Ok. I confess. Maybe.
And
this comes as no surprise to you - because you can see gallons of text
dripping down into the bottom of your browser. Let's agree that it's not going
to be the short and obvious answer.
But I promise that if you stay
with me - as we wade through this article - you'll see I'm laying the
foundations for some serious rethinking about the economics and received
wisdom about how data storage is done.
At this stage - it doesn't
matter whether we're talking about
hard disks or the
solid state kind. But I
promise to return to that difference later - and to show why it could make
a difference to the calculation.
So - what do I mean by a disk-full of
data?
I'm not being tricky here. I mean simply a quantity of data
that is unique and incompressible - and fills up a disk.
When I started
thinking about this article a few years ago - I was going to phrase the question
like this...
"how many terabyte disks does it take to store a
terabyte of data?"
But now we've got 3TB disks - and one day
we'll have 10TB disks - and eventually
much bigger ones too.
I want to avoid you (or me) having to reach for a calculator when following
this article.
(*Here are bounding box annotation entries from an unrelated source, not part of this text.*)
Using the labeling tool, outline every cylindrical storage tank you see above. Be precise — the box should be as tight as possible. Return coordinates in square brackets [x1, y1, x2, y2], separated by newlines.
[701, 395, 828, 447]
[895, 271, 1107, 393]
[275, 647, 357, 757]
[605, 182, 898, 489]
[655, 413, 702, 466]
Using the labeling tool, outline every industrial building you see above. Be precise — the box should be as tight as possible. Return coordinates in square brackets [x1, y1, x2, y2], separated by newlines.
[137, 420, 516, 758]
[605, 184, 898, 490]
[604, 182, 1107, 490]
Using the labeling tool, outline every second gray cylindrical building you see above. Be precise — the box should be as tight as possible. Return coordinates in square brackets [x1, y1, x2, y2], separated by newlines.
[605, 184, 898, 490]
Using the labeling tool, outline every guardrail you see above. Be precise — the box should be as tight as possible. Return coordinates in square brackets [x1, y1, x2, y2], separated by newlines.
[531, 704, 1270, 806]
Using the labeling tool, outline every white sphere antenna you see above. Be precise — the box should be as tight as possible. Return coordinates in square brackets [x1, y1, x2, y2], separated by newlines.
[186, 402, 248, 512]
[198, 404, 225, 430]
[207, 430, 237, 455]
Any maths involved will be the simple kind that can be done by
counting fingers (and toes).
Let's start...
It would be
perfectly reasonable to say. I've got a disk full of data. "A disk"
- is equal to one disk. So the answer to the question is one disk.
End of calculation. End of article.
Click
and go onto the next web page in your busy browsing day.
Did I
mention before? This data is very very valuable.
You're running a
VC backed start-up
company and it includes all the customer inquiries from your first month
emerging from stealth mode. Or it's the compressed digital output of that new
movie you've been editing - which everyone expects will be on the short list for
the next Oscar. Or it's this morning's orders for your online retailing
business. Just imagine whatever data it is that you wouldn't like to lose.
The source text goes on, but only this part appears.